Jon and Barbara Avery started coming almost daily after moving here in 1979.

“We get up in the morning, come to bingo, have lunch with our favorite waitress,” Barbara Avery says. Then, it’s more bingo or “sometimes we go home for a couple of hours, then we come back again.”

When Jon retired from his airline job, Barb, a retired teacher, arranged a party at the casino. “Sam’s Town set it up for me,” she says, and “an executive from the office called a week before and said, ‘Do you have a picture of him?’ “

She sent it along, and both were surprised to see the photo flashed on the hotel’s marquee with a congratulatory message.

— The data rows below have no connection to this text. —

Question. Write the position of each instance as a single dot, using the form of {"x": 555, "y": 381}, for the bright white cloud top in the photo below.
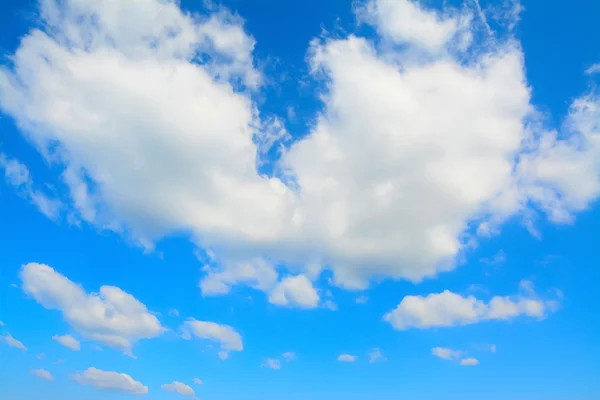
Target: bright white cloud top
{"x": 411, "y": 134}
{"x": 68, "y": 341}
{"x": 226, "y": 336}
{"x": 12, "y": 342}
{"x": 109, "y": 381}
{"x": 111, "y": 316}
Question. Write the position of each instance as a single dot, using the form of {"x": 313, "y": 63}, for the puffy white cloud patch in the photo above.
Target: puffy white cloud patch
{"x": 450, "y": 309}
{"x": 424, "y": 137}
{"x": 43, "y": 374}
{"x": 179, "y": 388}
{"x": 227, "y": 337}
{"x": 109, "y": 381}
{"x": 12, "y": 342}
{"x": 347, "y": 358}
{"x": 68, "y": 341}
{"x": 111, "y": 316}
{"x": 295, "y": 291}
{"x": 446, "y": 354}
{"x": 469, "y": 362}
{"x": 17, "y": 175}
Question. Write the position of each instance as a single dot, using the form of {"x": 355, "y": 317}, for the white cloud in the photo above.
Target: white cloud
{"x": 295, "y": 291}
{"x": 12, "y": 342}
{"x": 67, "y": 341}
{"x": 227, "y": 337}
{"x": 347, "y": 358}
{"x": 449, "y": 309}
{"x": 272, "y": 363}
{"x": 446, "y": 354}
{"x": 469, "y": 362}
{"x": 17, "y": 175}
{"x": 111, "y": 317}
{"x": 109, "y": 381}
{"x": 43, "y": 374}
{"x": 179, "y": 388}
{"x": 406, "y": 21}
{"x": 376, "y": 355}
{"x": 441, "y": 138}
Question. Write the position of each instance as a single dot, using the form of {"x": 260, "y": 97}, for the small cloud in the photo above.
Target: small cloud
{"x": 43, "y": 374}
{"x": 272, "y": 363}
{"x": 527, "y": 286}
{"x": 347, "y": 358}
{"x": 68, "y": 341}
{"x": 446, "y": 354}
{"x": 468, "y": 362}
{"x": 376, "y": 356}
{"x": 496, "y": 259}
{"x": 12, "y": 342}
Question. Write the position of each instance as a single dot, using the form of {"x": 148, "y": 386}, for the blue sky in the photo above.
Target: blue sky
{"x": 326, "y": 200}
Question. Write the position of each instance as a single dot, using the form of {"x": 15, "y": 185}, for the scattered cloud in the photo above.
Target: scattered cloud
{"x": 43, "y": 374}
{"x": 272, "y": 363}
{"x": 469, "y": 362}
{"x": 498, "y": 258}
{"x": 17, "y": 175}
{"x": 446, "y": 354}
{"x": 12, "y": 342}
{"x": 109, "y": 381}
{"x": 67, "y": 341}
{"x": 179, "y": 388}
{"x": 450, "y": 309}
{"x": 376, "y": 355}
{"x": 227, "y": 337}
{"x": 111, "y": 316}
{"x": 295, "y": 291}
{"x": 347, "y": 358}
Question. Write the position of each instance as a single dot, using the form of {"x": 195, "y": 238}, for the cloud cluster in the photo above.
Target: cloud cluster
{"x": 111, "y": 316}
{"x": 451, "y": 309}
{"x": 68, "y": 341}
{"x": 425, "y": 137}
{"x": 109, "y": 381}
{"x": 227, "y": 337}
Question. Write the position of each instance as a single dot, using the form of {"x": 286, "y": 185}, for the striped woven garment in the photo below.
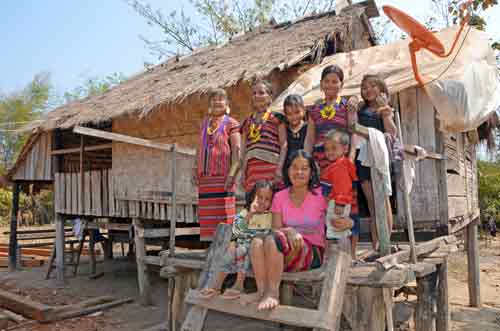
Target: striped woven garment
{"x": 215, "y": 204}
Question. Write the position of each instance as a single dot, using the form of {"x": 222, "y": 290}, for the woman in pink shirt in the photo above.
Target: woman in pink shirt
{"x": 298, "y": 241}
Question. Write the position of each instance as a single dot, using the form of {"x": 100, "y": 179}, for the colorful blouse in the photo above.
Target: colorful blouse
{"x": 214, "y": 156}
{"x": 267, "y": 148}
{"x": 323, "y": 125}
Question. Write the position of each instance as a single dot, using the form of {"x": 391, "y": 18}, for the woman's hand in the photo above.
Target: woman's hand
{"x": 194, "y": 176}
{"x": 229, "y": 183}
{"x": 278, "y": 176}
{"x": 295, "y": 238}
{"x": 352, "y": 104}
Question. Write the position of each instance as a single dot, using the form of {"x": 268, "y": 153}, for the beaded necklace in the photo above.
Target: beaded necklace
{"x": 254, "y": 132}
{"x": 328, "y": 112}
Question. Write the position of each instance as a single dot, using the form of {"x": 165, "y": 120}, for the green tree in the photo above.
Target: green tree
{"x": 216, "y": 21}
{"x": 17, "y": 109}
{"x": 93, "y": 86}
{"x": 489, "y": 188}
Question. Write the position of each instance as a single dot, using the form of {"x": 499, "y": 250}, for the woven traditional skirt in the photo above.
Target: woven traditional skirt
{"x": 259, "y": 170}
{"x": 215, "y": 205}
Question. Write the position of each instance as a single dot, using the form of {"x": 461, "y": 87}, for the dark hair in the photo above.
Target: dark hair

Barbara also remembers that during a hospital stay several years ago, “they sent me a bouquet of flowers. When I got home, I got a fruit basket, all from Sam’s Town.”

Audrey Bucci has been coming daily for 35 years. When husband Henry died in 2011, the casino hosted a memorial service on a balcony overlooking Mystic Falls.

“Seventy-five employees came up that day to say hello and tell me how sorry they were,” says Bucci, known by regulars and staff as “Miss Audrey.”

“It really made you feel very special, because what other casino now, when somebody dies, they’re going to go to all that trouble to come up and say hi? I still have a little book at home that they all signed.”

She pauses. “I’m going to tear up.”

Sense of belonging

There’s a sense of family here, says Ginger Glass-Trotter, a cocktail server at Sam’s Town for 25 years. “We are the only family some of these folks have. We’re the only ones who say, ‘How are you doing today?’ “

Glass-Trotter sang at Roxy’s Lounge for several years. Her daughter, who has special needs, had a medical condition at a time when “insurance could discriminate against pre-existing conditions,” she says.

A manager suggested that she come on as a full-time employee and be covered by the company’s medical plan. By the time she was hired, “Boyd Gaming was putting specialists on the plan just for my daughter.”

All consider Sam’s Town a part of their daily lives. Jon Avery can think of only one thing Sam’s Town can’t do: “Make us 30 years younger.”